Последняя воля миланского герцога могла растрогать даже самое твердокаменное сердце: он просил похоронить себя рядом с женой в самом скромном и прекрасном монастыре Милана. В своем политическом завещании он подробно объяснял, как следует воспитывать его малолетних детей. Завещание Мавра — исторический документ, передающий возвышенность его духа и политического миросозерцания. В нем портрет государственного деятеля, поставившего во главу угла своей деятельности основной принцип — принцип долга. Завещание Мавра в то же время своеобычный трактат об искусстве управления государством, который, пожалуй, годится на все времена. Со страниц его веет величием духа Возрождения. Буквально ощущаешь духовную атмосферу эпохи, которая ставила человека в центр мироздания. Человек был исполнен гордости оттого, что находится в этом центре. Он глубоко и интенсивно переживал свое могущество, высшее свое человеческое достоинство и призвание: человек должен отдавать всего себя делу, которому служит. Неважно, улыбается или нет ему фортуна, он по праву своему верховный и абсолютный господин вселенной. Лудовико покинул исторические подмостки, оставив это завещание. Все, что случилось с ним потом, а проживет он еще десять лет, долгих несчастных лет, — второстепенное. Но в тот момент, когда он доверил пергаменту последнюю свою волю, Лудовико Мавр был на вершине своего величия. Он был человеком, который ни в чем не уступал ни Лоренцо Великолепному, ни Франческо Сфорца, своему отцу.
Теперь Мавр мог положиться только на одного из своих прежних союзников — на императора. Но тот в своей деятельности столкнулся со многими трудностями, которые еще не успел преодолеть. Так что император был не в состоянии хоть чем-то помочь Мавру.
Лудовико по-прежнему был окружен всенародной любовью. И ему удалось сколотить довольно многочисленное войско: 1600 стрелков и 1500 легкой кавалерии, 10000 итальянских пехотинцев и 500 немецких. Но и здесь Мавру не удалось избежать ошибки. Свое ополчение он доверил командованию Галеаццо Сансеверино, мужу несчастной Бьянки, который явно больше годился для рыцарских турниров и не обладал качествами военачальника. Тем более не подходил он для роли вершителя судеб отечества в столь сложный и ответственный момент.

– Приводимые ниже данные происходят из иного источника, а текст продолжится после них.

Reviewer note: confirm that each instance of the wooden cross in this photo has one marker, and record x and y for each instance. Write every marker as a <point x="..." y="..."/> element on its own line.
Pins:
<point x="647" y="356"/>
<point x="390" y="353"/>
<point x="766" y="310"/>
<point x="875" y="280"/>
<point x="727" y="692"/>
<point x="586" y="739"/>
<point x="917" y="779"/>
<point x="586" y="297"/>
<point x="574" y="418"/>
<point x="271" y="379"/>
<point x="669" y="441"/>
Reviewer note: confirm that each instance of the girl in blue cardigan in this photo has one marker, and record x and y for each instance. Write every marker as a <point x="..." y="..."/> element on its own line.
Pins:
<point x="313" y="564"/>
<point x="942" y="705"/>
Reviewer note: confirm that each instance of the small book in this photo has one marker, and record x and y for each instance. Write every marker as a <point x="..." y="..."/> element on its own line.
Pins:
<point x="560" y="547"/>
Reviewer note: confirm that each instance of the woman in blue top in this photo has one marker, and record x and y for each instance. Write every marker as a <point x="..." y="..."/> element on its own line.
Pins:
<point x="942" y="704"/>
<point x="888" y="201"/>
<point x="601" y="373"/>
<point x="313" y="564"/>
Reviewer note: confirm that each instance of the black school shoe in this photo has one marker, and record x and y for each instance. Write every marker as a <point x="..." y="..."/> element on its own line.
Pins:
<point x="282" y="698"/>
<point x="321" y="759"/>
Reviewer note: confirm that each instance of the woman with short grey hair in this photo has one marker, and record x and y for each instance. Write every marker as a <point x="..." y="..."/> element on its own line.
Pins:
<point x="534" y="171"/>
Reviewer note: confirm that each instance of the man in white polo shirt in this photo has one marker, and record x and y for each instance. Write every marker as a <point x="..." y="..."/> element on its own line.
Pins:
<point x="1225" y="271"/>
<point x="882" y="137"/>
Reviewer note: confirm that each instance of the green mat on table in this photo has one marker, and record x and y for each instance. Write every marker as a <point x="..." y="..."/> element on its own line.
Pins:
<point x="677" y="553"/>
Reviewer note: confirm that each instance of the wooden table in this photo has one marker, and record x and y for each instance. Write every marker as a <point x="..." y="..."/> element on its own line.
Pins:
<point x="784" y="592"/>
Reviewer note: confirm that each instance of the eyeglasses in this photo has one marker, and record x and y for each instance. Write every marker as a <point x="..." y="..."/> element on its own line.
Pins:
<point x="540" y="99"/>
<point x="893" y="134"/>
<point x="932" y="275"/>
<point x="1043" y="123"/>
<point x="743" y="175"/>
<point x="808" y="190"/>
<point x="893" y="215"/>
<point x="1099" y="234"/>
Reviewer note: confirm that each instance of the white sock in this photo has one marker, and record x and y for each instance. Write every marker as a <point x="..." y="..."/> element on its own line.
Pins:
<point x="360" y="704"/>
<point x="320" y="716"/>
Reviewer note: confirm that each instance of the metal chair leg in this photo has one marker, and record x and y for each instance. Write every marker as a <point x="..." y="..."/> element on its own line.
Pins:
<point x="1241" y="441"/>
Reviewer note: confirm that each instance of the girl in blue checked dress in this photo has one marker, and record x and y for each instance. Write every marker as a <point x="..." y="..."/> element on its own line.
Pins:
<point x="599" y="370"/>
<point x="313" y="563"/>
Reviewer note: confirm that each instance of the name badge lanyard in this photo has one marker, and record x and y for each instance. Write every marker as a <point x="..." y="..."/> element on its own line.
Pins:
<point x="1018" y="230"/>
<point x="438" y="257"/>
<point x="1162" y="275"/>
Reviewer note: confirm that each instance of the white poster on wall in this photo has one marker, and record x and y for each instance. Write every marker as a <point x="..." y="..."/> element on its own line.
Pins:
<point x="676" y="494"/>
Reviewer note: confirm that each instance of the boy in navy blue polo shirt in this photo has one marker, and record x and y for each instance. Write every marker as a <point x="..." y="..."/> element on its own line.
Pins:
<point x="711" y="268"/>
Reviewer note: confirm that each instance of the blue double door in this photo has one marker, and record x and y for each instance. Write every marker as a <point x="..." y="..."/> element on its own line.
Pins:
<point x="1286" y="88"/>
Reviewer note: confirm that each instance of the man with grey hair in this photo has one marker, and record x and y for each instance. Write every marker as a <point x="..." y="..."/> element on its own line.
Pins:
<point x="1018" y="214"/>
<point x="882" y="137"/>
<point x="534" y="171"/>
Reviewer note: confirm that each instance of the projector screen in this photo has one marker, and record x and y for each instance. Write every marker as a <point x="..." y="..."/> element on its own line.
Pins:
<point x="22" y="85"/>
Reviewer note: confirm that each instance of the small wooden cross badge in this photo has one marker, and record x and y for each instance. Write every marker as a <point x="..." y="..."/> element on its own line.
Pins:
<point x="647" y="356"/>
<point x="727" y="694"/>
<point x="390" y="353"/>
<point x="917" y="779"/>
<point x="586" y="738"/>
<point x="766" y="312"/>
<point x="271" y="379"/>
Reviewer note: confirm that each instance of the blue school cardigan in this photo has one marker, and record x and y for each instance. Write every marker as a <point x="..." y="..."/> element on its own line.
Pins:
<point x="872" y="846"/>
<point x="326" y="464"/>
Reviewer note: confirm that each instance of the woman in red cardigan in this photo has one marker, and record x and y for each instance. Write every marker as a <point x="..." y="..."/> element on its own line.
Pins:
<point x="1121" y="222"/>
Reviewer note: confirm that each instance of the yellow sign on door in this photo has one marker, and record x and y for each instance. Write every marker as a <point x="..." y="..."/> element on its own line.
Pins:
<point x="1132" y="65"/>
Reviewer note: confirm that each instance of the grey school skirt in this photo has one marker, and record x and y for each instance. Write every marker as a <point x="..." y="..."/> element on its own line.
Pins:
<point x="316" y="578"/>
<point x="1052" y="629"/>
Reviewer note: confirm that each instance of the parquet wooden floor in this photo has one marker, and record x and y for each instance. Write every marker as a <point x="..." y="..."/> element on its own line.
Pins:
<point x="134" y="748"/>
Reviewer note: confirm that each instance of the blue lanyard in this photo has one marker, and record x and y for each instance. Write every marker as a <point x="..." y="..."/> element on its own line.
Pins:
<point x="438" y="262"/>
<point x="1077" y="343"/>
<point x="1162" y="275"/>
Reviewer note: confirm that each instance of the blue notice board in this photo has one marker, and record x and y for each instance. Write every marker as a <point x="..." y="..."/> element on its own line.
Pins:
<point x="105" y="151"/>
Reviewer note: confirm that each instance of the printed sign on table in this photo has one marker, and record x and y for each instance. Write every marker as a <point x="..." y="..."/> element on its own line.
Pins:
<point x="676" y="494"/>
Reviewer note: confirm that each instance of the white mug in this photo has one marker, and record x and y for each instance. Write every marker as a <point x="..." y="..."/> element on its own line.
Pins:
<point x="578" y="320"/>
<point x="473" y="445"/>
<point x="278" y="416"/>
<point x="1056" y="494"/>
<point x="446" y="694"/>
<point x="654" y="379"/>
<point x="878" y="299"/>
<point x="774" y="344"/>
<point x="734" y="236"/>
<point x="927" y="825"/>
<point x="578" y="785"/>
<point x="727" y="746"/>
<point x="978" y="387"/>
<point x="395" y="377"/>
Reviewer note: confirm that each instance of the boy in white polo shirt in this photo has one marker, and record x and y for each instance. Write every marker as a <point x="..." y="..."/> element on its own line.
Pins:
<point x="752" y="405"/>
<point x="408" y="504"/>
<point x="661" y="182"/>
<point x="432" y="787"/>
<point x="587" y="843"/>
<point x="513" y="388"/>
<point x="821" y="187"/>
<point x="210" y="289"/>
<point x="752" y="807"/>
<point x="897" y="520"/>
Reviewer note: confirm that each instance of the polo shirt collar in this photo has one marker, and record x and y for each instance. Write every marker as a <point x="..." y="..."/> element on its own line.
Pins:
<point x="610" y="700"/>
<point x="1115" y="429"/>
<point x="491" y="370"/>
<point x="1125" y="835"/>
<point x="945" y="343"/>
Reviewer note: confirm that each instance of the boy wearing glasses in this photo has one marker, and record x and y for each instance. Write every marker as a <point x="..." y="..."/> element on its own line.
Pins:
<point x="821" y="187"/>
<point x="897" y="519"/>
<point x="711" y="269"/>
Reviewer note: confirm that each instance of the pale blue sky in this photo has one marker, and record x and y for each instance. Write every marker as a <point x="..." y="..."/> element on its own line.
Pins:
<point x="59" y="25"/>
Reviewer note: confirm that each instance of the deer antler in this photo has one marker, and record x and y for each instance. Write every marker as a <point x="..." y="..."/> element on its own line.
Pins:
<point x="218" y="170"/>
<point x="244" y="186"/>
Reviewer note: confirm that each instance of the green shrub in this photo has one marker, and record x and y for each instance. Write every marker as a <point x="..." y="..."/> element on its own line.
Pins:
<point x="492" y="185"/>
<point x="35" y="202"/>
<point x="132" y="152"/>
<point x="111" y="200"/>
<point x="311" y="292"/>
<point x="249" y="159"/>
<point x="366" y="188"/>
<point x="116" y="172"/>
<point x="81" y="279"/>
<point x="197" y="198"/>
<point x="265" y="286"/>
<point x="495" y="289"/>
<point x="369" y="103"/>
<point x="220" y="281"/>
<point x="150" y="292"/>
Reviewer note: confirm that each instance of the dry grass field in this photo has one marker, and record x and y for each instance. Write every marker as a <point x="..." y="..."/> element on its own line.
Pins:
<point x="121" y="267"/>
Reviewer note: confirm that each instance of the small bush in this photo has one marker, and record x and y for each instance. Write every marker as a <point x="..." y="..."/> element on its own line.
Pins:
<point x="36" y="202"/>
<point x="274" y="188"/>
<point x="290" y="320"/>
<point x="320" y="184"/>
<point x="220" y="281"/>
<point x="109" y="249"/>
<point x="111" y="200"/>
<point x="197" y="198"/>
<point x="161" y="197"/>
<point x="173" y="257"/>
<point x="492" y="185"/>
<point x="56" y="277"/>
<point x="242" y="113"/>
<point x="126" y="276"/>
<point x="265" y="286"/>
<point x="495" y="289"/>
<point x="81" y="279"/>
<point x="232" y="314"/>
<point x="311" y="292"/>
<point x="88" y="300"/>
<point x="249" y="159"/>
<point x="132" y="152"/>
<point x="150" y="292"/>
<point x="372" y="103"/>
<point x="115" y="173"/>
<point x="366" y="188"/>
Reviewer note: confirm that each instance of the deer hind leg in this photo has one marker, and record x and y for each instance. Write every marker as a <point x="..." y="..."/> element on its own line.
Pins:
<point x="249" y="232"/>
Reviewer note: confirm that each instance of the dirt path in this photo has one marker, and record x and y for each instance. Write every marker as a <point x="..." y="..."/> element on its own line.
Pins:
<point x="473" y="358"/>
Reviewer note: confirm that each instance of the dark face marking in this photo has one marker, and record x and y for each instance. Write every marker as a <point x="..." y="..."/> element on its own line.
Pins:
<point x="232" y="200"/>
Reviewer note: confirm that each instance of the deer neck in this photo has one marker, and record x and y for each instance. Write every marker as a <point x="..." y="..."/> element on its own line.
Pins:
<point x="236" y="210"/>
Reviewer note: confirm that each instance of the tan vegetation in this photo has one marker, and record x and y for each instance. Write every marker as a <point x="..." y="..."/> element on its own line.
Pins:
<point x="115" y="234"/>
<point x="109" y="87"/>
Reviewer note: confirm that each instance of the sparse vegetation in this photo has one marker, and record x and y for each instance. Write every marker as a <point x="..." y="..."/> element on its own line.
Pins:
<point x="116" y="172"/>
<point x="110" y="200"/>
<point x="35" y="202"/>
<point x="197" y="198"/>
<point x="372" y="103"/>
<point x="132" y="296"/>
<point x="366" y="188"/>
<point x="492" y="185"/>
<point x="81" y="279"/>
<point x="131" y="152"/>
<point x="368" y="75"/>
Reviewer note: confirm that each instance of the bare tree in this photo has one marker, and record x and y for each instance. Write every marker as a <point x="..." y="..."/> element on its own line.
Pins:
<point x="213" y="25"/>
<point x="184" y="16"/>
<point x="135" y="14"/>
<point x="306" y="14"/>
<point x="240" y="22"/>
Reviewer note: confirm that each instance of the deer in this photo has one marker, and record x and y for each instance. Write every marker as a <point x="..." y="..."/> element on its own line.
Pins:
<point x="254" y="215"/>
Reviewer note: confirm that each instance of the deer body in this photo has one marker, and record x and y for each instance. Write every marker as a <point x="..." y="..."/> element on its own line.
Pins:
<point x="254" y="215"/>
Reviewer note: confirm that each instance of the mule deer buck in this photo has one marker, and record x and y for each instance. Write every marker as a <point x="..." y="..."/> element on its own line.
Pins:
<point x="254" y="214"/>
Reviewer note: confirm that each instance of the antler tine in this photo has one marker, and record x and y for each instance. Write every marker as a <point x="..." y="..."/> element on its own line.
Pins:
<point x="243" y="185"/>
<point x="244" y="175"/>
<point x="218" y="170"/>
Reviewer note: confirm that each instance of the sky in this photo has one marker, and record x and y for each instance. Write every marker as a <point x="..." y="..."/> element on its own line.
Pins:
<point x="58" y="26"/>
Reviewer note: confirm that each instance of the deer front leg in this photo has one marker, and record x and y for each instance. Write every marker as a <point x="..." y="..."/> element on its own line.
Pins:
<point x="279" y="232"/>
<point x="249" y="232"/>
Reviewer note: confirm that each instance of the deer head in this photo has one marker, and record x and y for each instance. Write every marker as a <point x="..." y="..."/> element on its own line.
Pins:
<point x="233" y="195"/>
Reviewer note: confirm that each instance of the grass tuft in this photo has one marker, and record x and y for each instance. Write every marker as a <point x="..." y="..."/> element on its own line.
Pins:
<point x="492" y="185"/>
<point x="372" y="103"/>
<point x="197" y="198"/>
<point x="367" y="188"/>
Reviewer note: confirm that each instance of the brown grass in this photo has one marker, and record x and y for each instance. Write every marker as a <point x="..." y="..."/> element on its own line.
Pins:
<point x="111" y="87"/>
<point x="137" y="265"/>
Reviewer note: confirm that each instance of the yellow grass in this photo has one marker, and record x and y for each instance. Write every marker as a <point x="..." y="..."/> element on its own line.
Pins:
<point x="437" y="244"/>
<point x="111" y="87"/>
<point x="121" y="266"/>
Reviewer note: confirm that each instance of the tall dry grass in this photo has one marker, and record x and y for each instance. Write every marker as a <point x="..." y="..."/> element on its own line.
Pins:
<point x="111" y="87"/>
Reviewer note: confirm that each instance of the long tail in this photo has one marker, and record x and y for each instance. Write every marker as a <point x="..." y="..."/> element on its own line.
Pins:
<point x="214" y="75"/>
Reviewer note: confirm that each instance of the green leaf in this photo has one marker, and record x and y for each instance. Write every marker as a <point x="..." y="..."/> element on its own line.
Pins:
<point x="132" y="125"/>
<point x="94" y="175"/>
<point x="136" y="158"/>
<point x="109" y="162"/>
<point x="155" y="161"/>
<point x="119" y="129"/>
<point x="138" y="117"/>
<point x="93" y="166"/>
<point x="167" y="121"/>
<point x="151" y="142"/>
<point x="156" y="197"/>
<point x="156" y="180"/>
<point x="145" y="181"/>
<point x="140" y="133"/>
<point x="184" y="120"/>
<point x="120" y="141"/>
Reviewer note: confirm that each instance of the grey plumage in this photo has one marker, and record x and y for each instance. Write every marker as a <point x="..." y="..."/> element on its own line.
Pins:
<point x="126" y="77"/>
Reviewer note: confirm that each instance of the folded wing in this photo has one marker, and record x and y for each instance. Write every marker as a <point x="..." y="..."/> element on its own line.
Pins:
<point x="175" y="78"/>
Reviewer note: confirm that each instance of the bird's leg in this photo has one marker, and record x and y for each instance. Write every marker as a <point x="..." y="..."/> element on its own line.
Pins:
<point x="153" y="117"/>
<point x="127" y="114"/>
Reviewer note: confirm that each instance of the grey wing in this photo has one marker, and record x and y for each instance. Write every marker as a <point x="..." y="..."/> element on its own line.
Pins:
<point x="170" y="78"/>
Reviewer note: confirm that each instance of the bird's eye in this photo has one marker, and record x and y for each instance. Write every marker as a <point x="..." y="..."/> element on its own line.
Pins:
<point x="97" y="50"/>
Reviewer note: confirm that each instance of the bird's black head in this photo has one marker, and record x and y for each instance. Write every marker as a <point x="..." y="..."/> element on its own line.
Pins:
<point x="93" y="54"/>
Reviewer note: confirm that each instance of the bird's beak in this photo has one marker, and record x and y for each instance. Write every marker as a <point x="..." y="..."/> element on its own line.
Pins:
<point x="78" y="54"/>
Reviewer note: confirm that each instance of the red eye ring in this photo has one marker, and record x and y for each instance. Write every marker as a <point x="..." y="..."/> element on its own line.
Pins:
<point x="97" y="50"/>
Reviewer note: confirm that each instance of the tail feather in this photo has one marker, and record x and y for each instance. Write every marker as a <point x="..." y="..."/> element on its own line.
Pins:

Людовик XII отдал приказ к наступлению.
— Благословенные Господом поля и долины вскоре будут принадлежать только нам! — провозгласил великий рыцарь Джанджакомо Тривульцио, сняв по-христиански шлем в тот самый момент, когда 15 июля 1499 года переступил рубеж миланского герцогства.
Казалось, все беды и несчастья вселенной обрушились на голову Лудовико. 24 июля Венеция неожиданно отозвала своего посла и силой оружия захватила прилегающие к Брешии земли. Тем временем наступление Тривульцио верно и неуклонно продолжало развиваться. 13 августа он занял Рокка д’Ареццо, 14-го — Инчизу, 19-го он уже был в Анноне, между 20-м и 25-м один за другим оккупировал все города в Алессандрино, обеспечив тем самым скорое падение самой Алессандрии. На армию Лудовико Мавра оказывалось давление по всем фронтам. Миланский герцог опасался окружения. Сансеверино не мешкая отдал приказ об отступлении к Милану.
— Последняя надежда на императора, — доверился судьбе Мавр.
Когда же солдаты Максимилиана прибыли в Вальтеллину, вся область Бергамо была уже занята венецианскими войсками. Они были хозяевами в Караваджо, Сончино и Тревильо.
Подобно тому, как это уже однажды случилось с армией Карла VIII, армии Тривульцио и Венеции были встречены населением как «освободители». Верно, Мавр пользовался популярностью среди простого народа. Однако и прежде, а в особенности после смерти Беатриче, та изоляция, в которой он очутился, та особого рода усталость, в которую рано или поздно ввергает себя любой деспотический режим, с роковой неотвратимостью подтачивали его массовую опору. С каждым днем Мавр терял своих сторонников. Таким образом, и второй поход французов в Италию был встречен населением миланского герцогства с радостным ликованием. Армия Сфорца таяла на глазах. Вооруженные отряды, которые Катерина Сфорца, синьора Форли, срочно снарядила для оказания помощи своему дяде, шли весьма неохотно. Они совершенно равнодушно прореагировали на то, что на границе миланского герцогства их остановили верные папе гвардейцы.